As Dr. Milne explains, “The overall goal of the workshop is to connect members of our newly formed Museum Queeries research network, and translate specific objectives into tangible strategies for engaging museums on 2S+LGBTTQ issues. We use an intersectional approach to think through ways in which gender, sexuality, race, class, ability, religion, ethnicity, and national identities are inter-implicated in museums and in museumgoers’ points of contact with museums. This workshop will be the first time our research team, which hails from across Canada, the U.S., and Australia, will come together to begin these important discussions.”

This innovative project brings together two significant fields in cultural studies. According to Dr. Milne, “to date, there has been very little research that engages with 2S+LGBTTQ issues within the field of museum studies. It is an emerging field of scholarship.”

Dr. Milne regularly teaches courses in queer literature and culture, women writers, feminist theory, and gender studies in the English Department and the MA in Cultural Studies.

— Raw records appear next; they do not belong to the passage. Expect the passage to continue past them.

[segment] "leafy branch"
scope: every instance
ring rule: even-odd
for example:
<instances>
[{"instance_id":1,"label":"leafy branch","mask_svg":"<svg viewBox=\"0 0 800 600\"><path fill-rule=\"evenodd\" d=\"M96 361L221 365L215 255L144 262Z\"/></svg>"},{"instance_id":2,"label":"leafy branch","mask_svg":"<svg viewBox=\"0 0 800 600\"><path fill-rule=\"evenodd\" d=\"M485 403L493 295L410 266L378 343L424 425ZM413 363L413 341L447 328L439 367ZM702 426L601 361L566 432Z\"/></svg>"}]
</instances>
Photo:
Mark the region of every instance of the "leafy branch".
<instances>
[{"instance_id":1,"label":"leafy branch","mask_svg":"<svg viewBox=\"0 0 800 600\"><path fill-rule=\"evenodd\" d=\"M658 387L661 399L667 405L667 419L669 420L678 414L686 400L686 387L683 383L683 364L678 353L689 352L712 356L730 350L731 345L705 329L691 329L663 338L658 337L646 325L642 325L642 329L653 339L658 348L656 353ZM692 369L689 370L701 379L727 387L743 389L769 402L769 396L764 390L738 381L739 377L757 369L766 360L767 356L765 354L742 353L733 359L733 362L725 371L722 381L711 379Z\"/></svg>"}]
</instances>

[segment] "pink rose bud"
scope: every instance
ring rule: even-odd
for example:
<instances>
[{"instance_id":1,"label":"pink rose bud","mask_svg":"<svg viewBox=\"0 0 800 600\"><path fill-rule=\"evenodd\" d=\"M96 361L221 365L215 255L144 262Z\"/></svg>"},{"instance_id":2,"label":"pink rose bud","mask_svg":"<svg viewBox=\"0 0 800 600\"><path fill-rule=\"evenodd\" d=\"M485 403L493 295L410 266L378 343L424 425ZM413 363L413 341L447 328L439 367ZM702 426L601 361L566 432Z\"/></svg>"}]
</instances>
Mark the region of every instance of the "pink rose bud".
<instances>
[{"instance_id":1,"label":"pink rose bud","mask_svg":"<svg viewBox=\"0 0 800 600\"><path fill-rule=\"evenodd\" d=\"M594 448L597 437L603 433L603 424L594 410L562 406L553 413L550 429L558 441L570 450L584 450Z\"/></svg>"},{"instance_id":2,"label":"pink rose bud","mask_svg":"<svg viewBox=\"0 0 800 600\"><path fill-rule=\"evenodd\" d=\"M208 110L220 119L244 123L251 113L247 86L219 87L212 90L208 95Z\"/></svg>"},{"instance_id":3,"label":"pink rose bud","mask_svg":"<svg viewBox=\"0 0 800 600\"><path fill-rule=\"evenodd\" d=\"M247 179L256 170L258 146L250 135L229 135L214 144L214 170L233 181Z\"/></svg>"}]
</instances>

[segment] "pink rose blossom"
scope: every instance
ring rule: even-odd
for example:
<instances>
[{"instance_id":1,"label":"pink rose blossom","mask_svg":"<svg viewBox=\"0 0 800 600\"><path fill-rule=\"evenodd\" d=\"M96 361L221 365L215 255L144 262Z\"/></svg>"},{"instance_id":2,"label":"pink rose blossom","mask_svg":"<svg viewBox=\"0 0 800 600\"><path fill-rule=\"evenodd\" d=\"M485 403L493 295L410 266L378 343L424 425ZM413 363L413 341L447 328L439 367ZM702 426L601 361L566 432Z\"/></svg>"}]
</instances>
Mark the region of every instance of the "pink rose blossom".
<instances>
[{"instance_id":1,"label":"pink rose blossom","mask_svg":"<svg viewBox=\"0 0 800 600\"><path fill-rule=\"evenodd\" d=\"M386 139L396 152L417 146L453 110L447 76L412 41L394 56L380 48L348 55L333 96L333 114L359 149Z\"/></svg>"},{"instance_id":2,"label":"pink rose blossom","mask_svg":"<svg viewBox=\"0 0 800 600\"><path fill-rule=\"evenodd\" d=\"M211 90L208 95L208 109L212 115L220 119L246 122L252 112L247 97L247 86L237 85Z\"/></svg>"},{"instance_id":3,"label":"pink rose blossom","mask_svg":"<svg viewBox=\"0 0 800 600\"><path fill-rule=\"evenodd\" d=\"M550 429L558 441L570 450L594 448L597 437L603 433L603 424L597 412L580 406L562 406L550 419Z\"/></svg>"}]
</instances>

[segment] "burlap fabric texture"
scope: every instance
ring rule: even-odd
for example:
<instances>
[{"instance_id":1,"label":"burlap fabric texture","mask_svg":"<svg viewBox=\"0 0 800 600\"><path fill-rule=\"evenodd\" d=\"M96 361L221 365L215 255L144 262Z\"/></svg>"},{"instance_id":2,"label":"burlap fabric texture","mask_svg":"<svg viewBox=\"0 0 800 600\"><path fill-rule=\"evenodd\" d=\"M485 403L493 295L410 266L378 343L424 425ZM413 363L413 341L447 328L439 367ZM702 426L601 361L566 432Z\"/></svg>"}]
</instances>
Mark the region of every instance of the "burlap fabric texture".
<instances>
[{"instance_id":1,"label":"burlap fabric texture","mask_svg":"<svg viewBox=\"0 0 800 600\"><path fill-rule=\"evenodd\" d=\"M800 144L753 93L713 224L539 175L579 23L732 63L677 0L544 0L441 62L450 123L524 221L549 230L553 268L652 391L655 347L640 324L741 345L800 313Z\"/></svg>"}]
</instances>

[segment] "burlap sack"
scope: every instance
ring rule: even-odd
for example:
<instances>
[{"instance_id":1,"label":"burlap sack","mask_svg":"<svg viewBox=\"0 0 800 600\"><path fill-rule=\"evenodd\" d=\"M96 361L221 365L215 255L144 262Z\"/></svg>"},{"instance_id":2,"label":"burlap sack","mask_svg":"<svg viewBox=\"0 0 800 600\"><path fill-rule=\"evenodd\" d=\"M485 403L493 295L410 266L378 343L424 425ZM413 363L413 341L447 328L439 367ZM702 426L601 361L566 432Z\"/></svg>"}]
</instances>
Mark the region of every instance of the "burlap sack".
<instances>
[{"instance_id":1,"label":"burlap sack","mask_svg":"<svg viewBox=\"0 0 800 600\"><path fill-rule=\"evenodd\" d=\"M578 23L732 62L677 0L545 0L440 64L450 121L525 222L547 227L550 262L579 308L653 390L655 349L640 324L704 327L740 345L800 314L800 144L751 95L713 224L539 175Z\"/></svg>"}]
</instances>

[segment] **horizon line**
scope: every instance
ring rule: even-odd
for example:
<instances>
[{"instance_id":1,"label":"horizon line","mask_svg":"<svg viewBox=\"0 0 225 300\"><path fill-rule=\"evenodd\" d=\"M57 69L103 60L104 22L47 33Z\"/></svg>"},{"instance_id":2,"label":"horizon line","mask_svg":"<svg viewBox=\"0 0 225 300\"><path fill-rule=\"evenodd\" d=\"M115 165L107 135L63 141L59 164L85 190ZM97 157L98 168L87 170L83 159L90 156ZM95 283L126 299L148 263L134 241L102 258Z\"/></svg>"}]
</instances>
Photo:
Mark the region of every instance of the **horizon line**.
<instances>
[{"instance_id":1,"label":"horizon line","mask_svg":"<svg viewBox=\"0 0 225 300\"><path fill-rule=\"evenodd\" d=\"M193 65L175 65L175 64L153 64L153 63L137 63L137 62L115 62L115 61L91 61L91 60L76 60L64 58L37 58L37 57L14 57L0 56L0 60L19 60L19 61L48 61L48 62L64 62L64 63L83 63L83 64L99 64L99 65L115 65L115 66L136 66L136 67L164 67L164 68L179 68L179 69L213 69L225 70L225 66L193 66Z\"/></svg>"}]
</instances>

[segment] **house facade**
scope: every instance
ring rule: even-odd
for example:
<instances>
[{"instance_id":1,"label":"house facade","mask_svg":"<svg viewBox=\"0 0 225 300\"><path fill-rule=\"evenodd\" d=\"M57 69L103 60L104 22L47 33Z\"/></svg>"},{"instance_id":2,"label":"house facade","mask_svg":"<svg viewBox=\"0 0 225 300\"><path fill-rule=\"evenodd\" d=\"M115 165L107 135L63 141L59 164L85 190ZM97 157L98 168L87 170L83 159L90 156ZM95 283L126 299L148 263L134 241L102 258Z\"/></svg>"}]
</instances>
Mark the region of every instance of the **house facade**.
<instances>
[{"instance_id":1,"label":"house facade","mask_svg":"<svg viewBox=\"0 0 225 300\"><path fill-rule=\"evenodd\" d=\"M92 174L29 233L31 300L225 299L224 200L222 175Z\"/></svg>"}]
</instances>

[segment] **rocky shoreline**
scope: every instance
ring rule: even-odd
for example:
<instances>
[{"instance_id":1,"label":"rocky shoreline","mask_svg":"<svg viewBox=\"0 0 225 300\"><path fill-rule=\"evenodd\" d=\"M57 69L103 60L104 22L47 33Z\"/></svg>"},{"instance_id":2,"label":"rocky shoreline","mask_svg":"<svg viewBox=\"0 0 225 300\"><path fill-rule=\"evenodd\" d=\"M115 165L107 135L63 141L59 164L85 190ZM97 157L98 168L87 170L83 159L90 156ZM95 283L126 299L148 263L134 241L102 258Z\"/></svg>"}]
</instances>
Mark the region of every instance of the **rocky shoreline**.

Dr. Failler teaches in Women’s and Gender Studies and in the MA in Cultural Studies.

About the Project
Museum Queeries is a new interdisciplinary, collaborative research project based at UWinnipeg that involves academics, activists, curators, artists, community stakeholders, and students locally and internationally. As institutional spaces, museums are often closely linked to national identities and histories and also, tacitly, to heteronormative and cisnormative representations of the polity and public culture. Museum Queeries prioritizes Indigenous Two-spirit, lesbian, gay, bisexual, transgender, transsexual, and queer (2S+LGBTTQ) contributions and interventions into museums and museum studies as a means of addressing structural exclusions and opening new modes of productive inquiry and activism. The idea of “queerying” the museum in this case is not only about addressing the museum’s representation of gender and sexuality; it is also about challenging normative formations including white privilege, racism and settler colonialism, among other systems of oppression, as they operate alongside homophobia and transphobia.